Stuart Taylor reaches the identical conclusion:

The [Judge Jose]Cabranes dissent and the voluminous factual record that was before the Sotomayor panel flatly contradict the widely stated view that her position was justified by evidence that the exams were not job-related and that they discriminated against blacks in violation of the “disparate-impact” provisions of federal civil-rights law.

In fact, neither Sotomayor nor any other judge has ever found that the exams — one for would-be fire lieutenants, one for would-be captains — were invalid or unfair. Nor has any judge found that allowing the promotions would have violated disparate-impact law.

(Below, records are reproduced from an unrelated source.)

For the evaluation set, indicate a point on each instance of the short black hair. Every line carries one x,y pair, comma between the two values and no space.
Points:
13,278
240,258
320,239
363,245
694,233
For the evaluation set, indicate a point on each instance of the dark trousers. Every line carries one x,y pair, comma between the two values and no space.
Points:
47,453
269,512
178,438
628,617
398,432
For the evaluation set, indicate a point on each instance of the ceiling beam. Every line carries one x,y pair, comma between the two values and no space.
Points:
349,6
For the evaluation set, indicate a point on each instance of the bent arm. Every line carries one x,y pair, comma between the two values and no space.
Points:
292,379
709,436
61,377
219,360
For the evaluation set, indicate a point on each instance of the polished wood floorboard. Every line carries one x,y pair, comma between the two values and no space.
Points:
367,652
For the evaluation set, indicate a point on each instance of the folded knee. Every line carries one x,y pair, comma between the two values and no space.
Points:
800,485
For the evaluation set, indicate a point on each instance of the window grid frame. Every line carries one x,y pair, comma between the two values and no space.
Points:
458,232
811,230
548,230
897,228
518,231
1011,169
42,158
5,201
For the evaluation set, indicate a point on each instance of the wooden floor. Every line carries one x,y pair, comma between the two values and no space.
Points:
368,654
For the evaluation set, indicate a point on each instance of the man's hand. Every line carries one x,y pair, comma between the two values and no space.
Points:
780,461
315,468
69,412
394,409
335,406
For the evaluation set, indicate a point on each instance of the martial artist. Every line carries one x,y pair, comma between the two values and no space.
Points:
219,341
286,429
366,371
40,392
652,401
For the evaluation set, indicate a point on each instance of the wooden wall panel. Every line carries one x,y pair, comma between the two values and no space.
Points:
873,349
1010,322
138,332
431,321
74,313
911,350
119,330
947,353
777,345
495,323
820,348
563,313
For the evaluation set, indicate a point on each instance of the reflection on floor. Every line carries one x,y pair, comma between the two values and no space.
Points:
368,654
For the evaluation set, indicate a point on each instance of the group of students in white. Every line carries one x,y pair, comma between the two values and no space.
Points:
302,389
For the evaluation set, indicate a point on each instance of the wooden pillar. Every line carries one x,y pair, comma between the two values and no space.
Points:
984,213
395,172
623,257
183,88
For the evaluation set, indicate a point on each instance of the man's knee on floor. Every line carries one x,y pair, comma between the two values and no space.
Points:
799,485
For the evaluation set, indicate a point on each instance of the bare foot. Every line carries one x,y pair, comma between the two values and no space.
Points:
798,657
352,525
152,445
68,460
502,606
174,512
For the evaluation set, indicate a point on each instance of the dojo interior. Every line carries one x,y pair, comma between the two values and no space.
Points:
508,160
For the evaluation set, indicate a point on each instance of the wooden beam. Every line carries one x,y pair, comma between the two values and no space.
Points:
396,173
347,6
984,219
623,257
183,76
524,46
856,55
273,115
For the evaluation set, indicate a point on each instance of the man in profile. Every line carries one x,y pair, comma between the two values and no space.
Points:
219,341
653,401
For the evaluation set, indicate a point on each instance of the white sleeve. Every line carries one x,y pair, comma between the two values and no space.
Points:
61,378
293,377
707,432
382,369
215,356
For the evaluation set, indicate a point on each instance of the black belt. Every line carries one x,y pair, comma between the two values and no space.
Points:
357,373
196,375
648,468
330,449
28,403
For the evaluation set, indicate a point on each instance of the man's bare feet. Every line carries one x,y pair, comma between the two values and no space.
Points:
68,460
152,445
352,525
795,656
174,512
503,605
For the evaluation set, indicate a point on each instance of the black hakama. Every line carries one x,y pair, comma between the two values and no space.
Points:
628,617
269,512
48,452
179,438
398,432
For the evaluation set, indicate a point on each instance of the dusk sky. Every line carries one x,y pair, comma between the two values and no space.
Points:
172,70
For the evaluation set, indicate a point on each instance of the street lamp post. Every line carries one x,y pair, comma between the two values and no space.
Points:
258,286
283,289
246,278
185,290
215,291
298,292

Taylor correctly argues that the natural result of Sotomayor’s decision would be to condone overt discrimination, that is disparate treatment, of any individuals who do well in their chosen field:

Such logic would convert disparate-impact law into an engine of overt discrimination against high-scoring groups across the country and allow racial politics and racial quotas to masquerade as voluntary compliance with the law.

What Taylor also makes clear is that the New Haven city officials knuckled into public pressure by “powerful African Americans” to throw out the test. What better example is there of the need for impartial justice to protect a politically unrepresented and  unpopular figure ( Frank Ricci) from the howls of the mob that would deny him the equal protection of law? Unfortunately Sotomayor didn’t grasp that. She condoned the mob’s bullying and was prepared to give those that caved to their pressure a legal stamp of approval.

The Senate must ask: is this what we want in a Supreme Court justice?